The prophet calls out, Psalm-like, at first: God is not showing up when Israel needs God, and what Israel needs is a theophany that makes the nations quake, that perhaps might save Israel from the terror that has come in the shape of the Assyrians, then the Babylonians, then the Persians. For centuries Israel has not enjoyed the freedom that David delivered and Solomon secured, yet the prophet, pulling on the memories of the Psalms and inspired by God to proclaim boldly that God’s fire is still burning, calls for a sign so powerful that even the mountains would tremble at it. God is always able to make things happen in the world, and God’s people are always right to call for God to remember, to save, to hear.

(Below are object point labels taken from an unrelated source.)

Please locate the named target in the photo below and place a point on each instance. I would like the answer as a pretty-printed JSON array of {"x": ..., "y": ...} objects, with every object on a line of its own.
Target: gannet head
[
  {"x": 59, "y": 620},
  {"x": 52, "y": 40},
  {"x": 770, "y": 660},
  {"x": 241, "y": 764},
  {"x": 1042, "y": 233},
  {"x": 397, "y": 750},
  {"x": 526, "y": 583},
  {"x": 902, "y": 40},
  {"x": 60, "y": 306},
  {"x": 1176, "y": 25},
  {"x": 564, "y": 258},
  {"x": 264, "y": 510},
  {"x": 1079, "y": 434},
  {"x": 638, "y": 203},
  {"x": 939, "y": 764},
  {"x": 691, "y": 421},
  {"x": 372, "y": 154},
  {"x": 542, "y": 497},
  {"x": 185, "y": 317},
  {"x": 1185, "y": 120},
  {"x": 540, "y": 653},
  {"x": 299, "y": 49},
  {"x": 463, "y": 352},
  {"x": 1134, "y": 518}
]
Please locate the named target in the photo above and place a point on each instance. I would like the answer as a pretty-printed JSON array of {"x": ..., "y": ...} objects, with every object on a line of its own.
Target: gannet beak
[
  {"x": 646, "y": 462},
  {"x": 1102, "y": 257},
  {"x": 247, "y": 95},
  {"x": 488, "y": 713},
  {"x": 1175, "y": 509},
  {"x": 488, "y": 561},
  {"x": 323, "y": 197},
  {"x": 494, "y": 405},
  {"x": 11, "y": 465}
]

But then the oracle takes a turn: where Psalms often admit to sins, Isaiah’s oracle, inspired of course by God, holds that it was God’s own refusal to show God’s self that left the people to their own devices. God’s anger, whatever spurred that anger (and for Isaiah at least, it’s always for a good reason) has led Israel further into its own wretchedness. Indeed there are none within Israel who call on YHWH, but YHWH’s own absence has created the conditions within which such abandonment continues.
As this week’s reading takes its final turn, the prophet (still inspired, of course) turns to YHWH and re-establishes a proper stance of humility: the potter, after all, has the authority to say how the clay should take shape, and what the people of God should be calling for is not justification of God’s ways to men but for God’s memory. Remember, O Lord, that we are all your people. Remember, O Lord, as you remembered the Hebrews in Egypt. Remember, O Lord, the promise that you have made, through Israel and in behalf of all of the nations.
And thus a brief run of verses weaves an amazingly complex picture of God, the world, Israel, and prayer: the prophet, speaking for Israel, admits Israel’s apostasy even as he points to YHWH as contributing to the depth of the depravity. The prophet calls on YHWH to strike fear into the mountains and yet kneels humbly and asks simply for memory. The prophet confesses Israel’s iniquity even as he calls on YHWH to remember the goodness of the covenant. All of this must be true together, and Isaiah’s oracle resists any truth about God and Israel that is any less complex.
Remember, O Lord. And may we be a people of memory.